Hope this helps in some way. I recommend everyone try thermal but nothing less than a 320 sensor. Remember most thermal, with the exception of some iray units, will cut image quality in half everytime you hit the digital zoom. So a 640 resolution sensor with a 1x base mag zoomed into 2x will be similar picture quality to a 320 resolution sensor with a base mag of 2x. Some other factor come into play as well but that the general run down.
Yesterday I took my good lady and my 2 dogs on a walk and we managed to spend a pleasant hour watching a kingfisher. Now never having seen Mrs 2 in such rapture iv set me old grey matter a trembling on a way I can earn some home based browny points and come up with, Binoculars! Now Mrs 2 isn't one for carrying erm anything ever so I'd like if you will some suggestions for compact decent bins, and as I'm a tight fisted man I'd like them to not make me whince if possible. I know a bit about scopes and such but nothing about binoculars so I welcome advice.@flionbrian outdoor legacy has some awesome video and if you call them they can certainly answer all your questions. I've purchased a few thermals through them and never had a problem. They see and use every thermal they sell so they can most likely give the best recommendations based in your needs.
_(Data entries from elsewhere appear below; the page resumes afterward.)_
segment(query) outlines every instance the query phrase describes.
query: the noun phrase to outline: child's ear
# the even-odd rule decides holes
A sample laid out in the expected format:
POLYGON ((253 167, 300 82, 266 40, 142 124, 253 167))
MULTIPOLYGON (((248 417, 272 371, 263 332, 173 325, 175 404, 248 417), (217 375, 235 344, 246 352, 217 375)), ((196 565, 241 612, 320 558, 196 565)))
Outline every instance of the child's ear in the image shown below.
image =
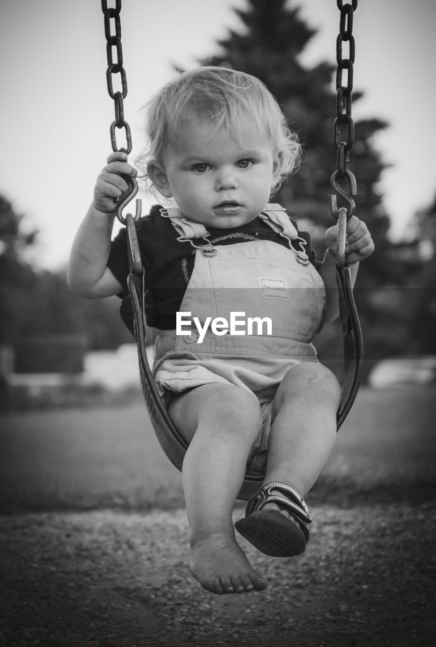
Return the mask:
POLYGON ((277 186, 281 173, 282 159, 279 153, 276 153, 272 160, 272 179, 271 180, 271 188, 274 189, 277 186))
POLYGON ((165 169, 158 162, 151 162, 147 166, 147 175, 160 193, 166 198, 173 195, 165 169))

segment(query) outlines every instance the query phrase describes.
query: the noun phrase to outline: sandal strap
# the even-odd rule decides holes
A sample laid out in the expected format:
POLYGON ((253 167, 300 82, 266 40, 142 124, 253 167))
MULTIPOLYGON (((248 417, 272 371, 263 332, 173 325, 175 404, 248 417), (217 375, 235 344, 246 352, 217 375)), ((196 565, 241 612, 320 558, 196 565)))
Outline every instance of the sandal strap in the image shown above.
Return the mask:
POLYGON ((247 503, 246 518, 249 514, 258 512, 268 503, 272 503, 285 508, 304 526, 312 522, 307 504, 298 490, 282 481, 270 481, 253 494, 247 503), (273 490, 280 494, 273 494, 273 490))

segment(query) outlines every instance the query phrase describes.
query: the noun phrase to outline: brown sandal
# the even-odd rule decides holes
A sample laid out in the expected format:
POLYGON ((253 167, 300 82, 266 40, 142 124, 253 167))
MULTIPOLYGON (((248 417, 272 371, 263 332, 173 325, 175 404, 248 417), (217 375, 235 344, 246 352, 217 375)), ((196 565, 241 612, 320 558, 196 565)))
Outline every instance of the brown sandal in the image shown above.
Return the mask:
POLYGON ((261 553, 271 557, 292 557, 305 551, 310 536, 307 524, 311 521, 298 490, 281 481, 270 481, 253 494, 245 518, 236 521, 235 527, 261 553), (287 510, 296 521, 278 510, 264 509, 272 503, 287 510))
@JobyKang they guy saying night vision is better just means with the current digital night vision setups out there are day time scopes with color picture. Then when it's dark they can see in the dark with the aid of ir light or a bright moon lit night. They will not detect heat but at night the ir will light up the eyes of an animal looking in your direction.
Also the pictures @Heavyopp posted will not be that good depending on daytime conditions. The thermal will indeed detect heat no matter the time of day but the sun beaming down and heating up objects so the surface temp is warm will make it much harder to detect an animal if it is in the area giving off the heat signatures. . The heat from the sun will wash out the image some if everything is hot. So keep that in mind
You will be able to detect ground squirrel at 200 yards in the right conditions without issue with a $2000 thermal. AGM, PULSAR, IRAY, bering optic might be the only 1s in that range I'd trust microscoop kopen. I also prefer 1x base mag when possible for scanning 300 yards and closer if it's just to detect and not relying on it for ID.
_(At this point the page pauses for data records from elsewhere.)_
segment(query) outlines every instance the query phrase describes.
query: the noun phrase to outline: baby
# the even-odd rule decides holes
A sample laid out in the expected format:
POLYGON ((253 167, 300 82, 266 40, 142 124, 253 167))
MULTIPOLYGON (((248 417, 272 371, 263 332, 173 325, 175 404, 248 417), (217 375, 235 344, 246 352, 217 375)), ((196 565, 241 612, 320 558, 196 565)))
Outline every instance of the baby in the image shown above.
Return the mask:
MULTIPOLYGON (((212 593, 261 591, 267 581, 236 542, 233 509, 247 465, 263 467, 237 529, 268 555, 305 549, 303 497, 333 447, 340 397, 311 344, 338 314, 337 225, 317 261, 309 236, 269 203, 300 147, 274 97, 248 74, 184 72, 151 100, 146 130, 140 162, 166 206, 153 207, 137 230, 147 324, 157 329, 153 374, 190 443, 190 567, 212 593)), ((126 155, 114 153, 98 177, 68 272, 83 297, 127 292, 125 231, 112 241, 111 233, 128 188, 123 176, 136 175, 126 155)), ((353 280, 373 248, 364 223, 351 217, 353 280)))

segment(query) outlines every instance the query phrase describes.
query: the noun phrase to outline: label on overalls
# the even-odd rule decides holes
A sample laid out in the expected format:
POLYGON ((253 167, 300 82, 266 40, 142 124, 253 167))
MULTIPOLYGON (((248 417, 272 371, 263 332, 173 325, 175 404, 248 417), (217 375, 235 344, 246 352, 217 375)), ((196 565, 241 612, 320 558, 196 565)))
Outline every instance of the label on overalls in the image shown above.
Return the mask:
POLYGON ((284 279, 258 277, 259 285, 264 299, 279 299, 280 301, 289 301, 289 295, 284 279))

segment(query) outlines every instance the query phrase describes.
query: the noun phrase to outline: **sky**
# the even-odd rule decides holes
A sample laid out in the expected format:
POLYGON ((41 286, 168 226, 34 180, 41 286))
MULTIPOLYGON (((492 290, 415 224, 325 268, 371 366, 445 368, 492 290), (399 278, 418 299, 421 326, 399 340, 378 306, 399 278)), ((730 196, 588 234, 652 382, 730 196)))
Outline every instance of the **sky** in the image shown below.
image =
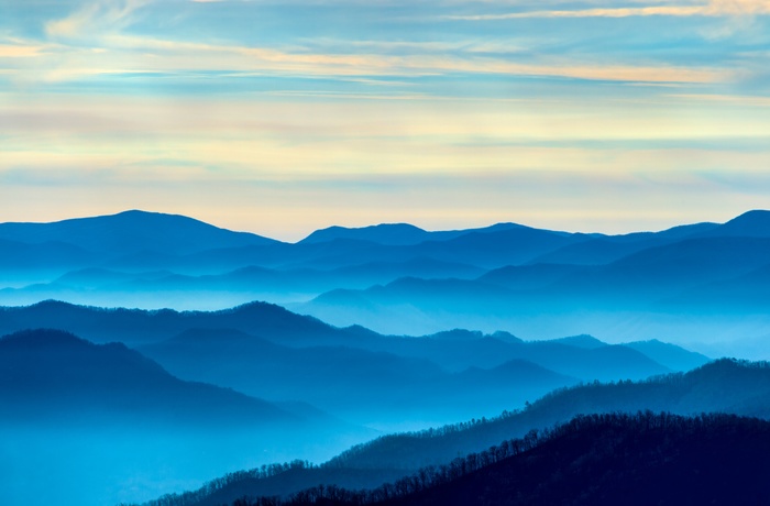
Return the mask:
POLYGON ((769 200, 770 0, 0 0, 0 221, 617 233, 769 200))

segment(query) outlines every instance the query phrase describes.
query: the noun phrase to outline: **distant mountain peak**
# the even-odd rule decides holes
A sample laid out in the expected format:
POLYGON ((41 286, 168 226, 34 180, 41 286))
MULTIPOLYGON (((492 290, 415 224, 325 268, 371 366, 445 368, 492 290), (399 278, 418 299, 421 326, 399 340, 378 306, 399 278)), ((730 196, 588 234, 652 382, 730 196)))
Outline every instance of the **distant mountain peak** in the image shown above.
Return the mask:
POLYGON ((409 245, 426 241, 429 235, 430 232, 409 223, 381 223, 359 228, 334 226, 312 232, 300 243, 314 244, 336 239, 348 239, 371 241, 384 245, 409 245))
POLYGON ((708 237, 733 235, 746 238, 770 237, 770 211, 755 209, 733 218, 728 222, 710 230, 708 237))

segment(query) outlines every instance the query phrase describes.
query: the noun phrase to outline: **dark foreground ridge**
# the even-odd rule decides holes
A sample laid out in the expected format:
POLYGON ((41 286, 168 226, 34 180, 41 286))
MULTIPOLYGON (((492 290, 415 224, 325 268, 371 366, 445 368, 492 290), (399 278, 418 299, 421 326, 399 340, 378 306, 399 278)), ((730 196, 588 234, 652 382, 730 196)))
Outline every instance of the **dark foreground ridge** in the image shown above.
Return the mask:
POLYGON ((371 491, 318 486, 232 504, 761 505, 770 501, 768 473, 770 422, 646 411, 579 416, 371 491))

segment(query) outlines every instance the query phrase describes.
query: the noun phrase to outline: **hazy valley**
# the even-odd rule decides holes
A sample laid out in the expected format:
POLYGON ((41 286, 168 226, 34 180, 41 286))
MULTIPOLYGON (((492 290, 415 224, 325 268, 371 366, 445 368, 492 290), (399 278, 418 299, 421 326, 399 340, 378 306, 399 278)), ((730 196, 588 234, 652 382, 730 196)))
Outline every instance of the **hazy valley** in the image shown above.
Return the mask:
MULTIPOLYGON (((383 224, 297 243, 128 211, 2 223, 0 243, 7 503, 444 504, 525 468, 612 468, 601 441, 652 438, 645 451, 681 470, 692 430, 737 438, 738 460, 747 436, 727 427, 767 431, 675 418, 770 416, 767 211, 626 235, 383 224), (568 461, 521 463, 554 444, 568 461), (595 466, 575 468, 586 454, 595 466)), ((617 497, 575 488, 585 476, 564 485, 580 504, 617 497)), ((490 504, 506 486, 510 504, 565 501, 509 484, 490 504)))

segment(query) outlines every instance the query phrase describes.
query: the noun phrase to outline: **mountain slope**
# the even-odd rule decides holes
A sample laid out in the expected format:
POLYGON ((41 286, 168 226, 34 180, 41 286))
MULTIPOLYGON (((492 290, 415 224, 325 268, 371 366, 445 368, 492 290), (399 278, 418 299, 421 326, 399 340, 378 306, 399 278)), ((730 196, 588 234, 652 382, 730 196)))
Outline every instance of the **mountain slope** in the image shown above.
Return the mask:
POLYGON ((191 218, 145 211, 53 223, 0 223, 0 238, 24 243, 66 242, 102 254, 144 250, 183 254, 212 248, 271 244, 272 239, 231 232, 191 218))
POLYGON ((7 420, 112 415, 194 425, 301 421, 263 400, 182 382, 123 344, 97 345, 55 330, 0 339, 0 397, 7 420))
Hope this helps in some way. I recommend everyone try thermal but nothing less than a 320 sensor. Remember most thermal, with the exception of some iray units, will cut image quality in half everytime you hit the digital zoom. So a 640 resolution sensor with a 1x base mag zoomed into 2x will be similar picture quality to a 320 resolution sensor with a base mag of 2x. Some other factor come into play as well but that the general run down.
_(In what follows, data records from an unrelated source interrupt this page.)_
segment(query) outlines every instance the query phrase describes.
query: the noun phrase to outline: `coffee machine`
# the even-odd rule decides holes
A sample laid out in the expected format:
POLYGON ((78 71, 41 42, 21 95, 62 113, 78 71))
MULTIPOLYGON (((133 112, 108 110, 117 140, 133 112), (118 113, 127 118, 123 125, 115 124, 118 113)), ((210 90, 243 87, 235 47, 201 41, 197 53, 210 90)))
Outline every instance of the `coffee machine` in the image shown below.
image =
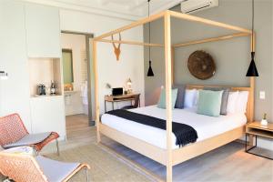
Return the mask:
POLYGON ((38 96, 46 96, 46 86, 44 84, 39 84, 37 87, 38 96))

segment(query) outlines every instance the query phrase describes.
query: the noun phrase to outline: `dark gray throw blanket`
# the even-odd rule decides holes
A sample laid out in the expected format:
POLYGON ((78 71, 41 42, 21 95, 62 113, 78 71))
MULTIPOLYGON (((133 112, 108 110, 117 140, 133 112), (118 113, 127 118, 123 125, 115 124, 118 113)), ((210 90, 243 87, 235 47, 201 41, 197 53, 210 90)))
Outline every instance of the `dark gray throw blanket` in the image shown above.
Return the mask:
MULTIPOLYGON (((166 120, 157 117, 123 109, 108 111, 106 114, 166 130, 166 120)), ((194 143, 198 138, 197 132, 188 125, 172 122, 172 131, 177 136, 176 145, 179 147, 194 143)))

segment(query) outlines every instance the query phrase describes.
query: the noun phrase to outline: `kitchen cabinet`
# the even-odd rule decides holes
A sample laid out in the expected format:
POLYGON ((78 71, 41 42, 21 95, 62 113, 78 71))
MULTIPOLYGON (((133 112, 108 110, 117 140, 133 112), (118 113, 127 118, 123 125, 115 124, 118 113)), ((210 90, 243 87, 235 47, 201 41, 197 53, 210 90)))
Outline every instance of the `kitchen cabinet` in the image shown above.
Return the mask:
POLYGON ((57 7, 26 3, 25 30, 28 57, 61 57, 57 7))
POLYGON ((66 139, 63 96, 32 97, 30 101, 33 133, 56 131, 66 139))

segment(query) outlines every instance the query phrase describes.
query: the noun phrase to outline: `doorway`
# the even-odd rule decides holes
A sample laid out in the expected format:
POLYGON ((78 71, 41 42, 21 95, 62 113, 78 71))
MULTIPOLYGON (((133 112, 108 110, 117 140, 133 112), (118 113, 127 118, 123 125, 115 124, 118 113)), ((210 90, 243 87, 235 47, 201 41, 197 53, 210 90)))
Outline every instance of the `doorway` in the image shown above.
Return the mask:
POLYGON ((62 63, 66 138, 95 125, 92 116, 90 40, 92 34, 62 31, 62 63))

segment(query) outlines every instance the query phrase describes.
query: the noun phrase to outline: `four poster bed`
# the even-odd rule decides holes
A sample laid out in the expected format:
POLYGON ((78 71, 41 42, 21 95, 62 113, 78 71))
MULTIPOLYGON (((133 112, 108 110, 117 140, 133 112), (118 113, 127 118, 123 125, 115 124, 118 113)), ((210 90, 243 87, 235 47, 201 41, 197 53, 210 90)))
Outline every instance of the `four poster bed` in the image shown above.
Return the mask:
MULTIPOLYGON (((93 40, 93 51, 94 51, 94 69, 95 69, 95 86, 96 86, 96 136, 97 142, 101 143, 100 135, 103 134, 109 138, 155 160, 158 163, 167 167, 167 181, 172 181, 172 167, 182 163, 186 160, 193 158, 195 157, 200 156, 204 153, 211 151, 217 147, 219 147, 223 145, 226 145, 229 142, 232 142, 236 139, 238 139, 245 134, 245 124, 247 122, 253 121, 253 110, 254 110, 254 85, 255 80, 254 77, 250 77, 250 86, 249 87, 230 87, 233 91, 248 91, 248 100, 247 104, 247 112, 246 112, 246 121, 239 126, 236 126, 231 129, 228 129, 226 131, 217 133, 214 136, 210 136, 202 140, 197 141, 196 143, 192 143, 182 147, 173 147, 173 133, 172 133, 172 121, 173 121, 173 112, 176 112, 171 107, 171 87, 173 83, 173 53, 175 48, 187 46, 190 45, 202 44, 207 42, 215 42, 226 39, 231 39, 238 36, 249 36, 251 35, 251 31, 248 29, 244 29, 238 26, 229 25, 227 24, 222 24, 219 22, 215 22, 193 15, 188 15, 185 14, 180 14, 172 11, 165 11, 149 17, 141 19, 139 21, 134 22, 129 25, 126 25, 119 29, 114 30, 112 32, 104 34, 100 36, 95 37, 93 40), (170 18, 176 17, 180 19, 185 19, 188 21, 193 21, 197 23, 210 25, 214 26, 223 27, 226 29, 230 29, 233 31, 238 31, 237 34, 232 34, 228 35, 207 38, 204 40, 197 40, 187 43, 181 43, 171 45, 171 32, 170 32, 170 18), (164 28, 165 28, 165 43, 164 45, 159 44, 148 44, 148 43, 140 43, 135 41, 126 41, 126 40, 109 40, 104 39, 106 37, 111 36, 115 34, 119 34, 125 30, 131 29, 137 25, 142 25, 146 23, 152 22, 158 18, 164 18, 164 28), (165 147, 158 147, 157 145, 151 144, 151 142, 144 141, 143 139, 139 139, 136 136, 132 136, 132 135, 128 135, 126 132, 121 132, 116 129, 115 126, 110 126, 111 125, 107 122, 100 121, 100 106, 98 101, 98 76, 97 76, 97 64, 96 64, 96 43, 97 42, 106 42, 106 43, 120 43, 120 44, 128 44, 128 45, 136 45, 136 46, 160 46, 165 48, 165 65, 166 65, 166 145, 165 147)), ((251 38, 251 42, 254 41, 251 38)), ((253 50, 252 50, 253 51, 253 50)), ((188 89, 202 89, 205 86, 198 85, 187 85, 187 88, 188 89)), ((211 87, 218 86, 209 86, 211 87)), ((106 119, 106 117, 105 118, 106 119)), ((106 119, 107 120, 107 119, 106 119)), ((144 169, 144 168, 142 168, 144 169)), ((145 171, 147 174, 150 174, 147 171, 145 171)))

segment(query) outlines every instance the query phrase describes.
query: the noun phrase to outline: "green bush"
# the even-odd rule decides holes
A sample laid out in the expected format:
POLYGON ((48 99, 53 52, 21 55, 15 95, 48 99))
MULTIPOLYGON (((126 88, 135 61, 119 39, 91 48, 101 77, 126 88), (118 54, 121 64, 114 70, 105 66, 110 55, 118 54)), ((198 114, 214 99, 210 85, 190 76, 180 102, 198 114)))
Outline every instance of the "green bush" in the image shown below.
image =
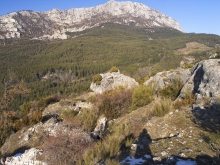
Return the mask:
POLYGON ((96 74, 92 77, 92 82, 96 85, 100 85, 102 81, 102 76, 100 74, 96 74))
POLYGON ((118 88, 106 91, 99 97, 99 112, 108 119, 118 118, 125 114, 132 103, 132 90, 118 88))
POLYGON ((173 110, 173 105, 171 100, 169 99, 160 100, 158 103, 154 105, 152 115, 162 117, 171 110, 173 110))
POLYGON ((175 100, 183 87, 183 83, 178 79, 174 79, 172 84, 165 87, 164 89, 159 90, 159 95, 165 98, 170 98, 171 100, 175 100))
POLYGON ((180 109, 181 107, 190 106, 196 100, 196 96, 192 93, 186 93, 184 98, 174 102, 174 108, 180 109))
POLYGON ((118 72, 118 68, 116 67, 116 66, 113 66, 110 70, 109 70, 109 72, 110 73, 112 73, 112 72, 118 72))
POLYGON ((151 87, 140 85, 134 89, 132 94, 132 107, 138 108, 153 101, 154 93, 151 87))

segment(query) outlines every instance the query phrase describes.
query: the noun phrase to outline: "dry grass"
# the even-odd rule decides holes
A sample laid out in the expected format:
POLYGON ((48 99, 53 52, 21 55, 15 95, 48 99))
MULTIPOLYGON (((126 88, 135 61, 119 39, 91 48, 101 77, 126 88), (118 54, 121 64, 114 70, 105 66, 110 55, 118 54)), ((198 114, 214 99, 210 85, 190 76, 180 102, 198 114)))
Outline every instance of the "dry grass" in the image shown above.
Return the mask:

Are you looking for thermal or regular binos?Yesterday I took my good lady and my 2 dogs on a walk and we managed to spend a pleasant hour watching a kingfisher. Now never having seen Mrs 2 in such rapture iv set me old grey matter a trembling on a way I can earn some home based browny points and come up with, Binoculars! Now Mrs 2 isn't one for carrying erm anything ever so I'd like if you will some suggestions for compact decent bins, and as I'm a tight fisted man I'd like them to not make me whince if possible. I know a bit about scopes and such but nothing about binoculars so I welcome advice.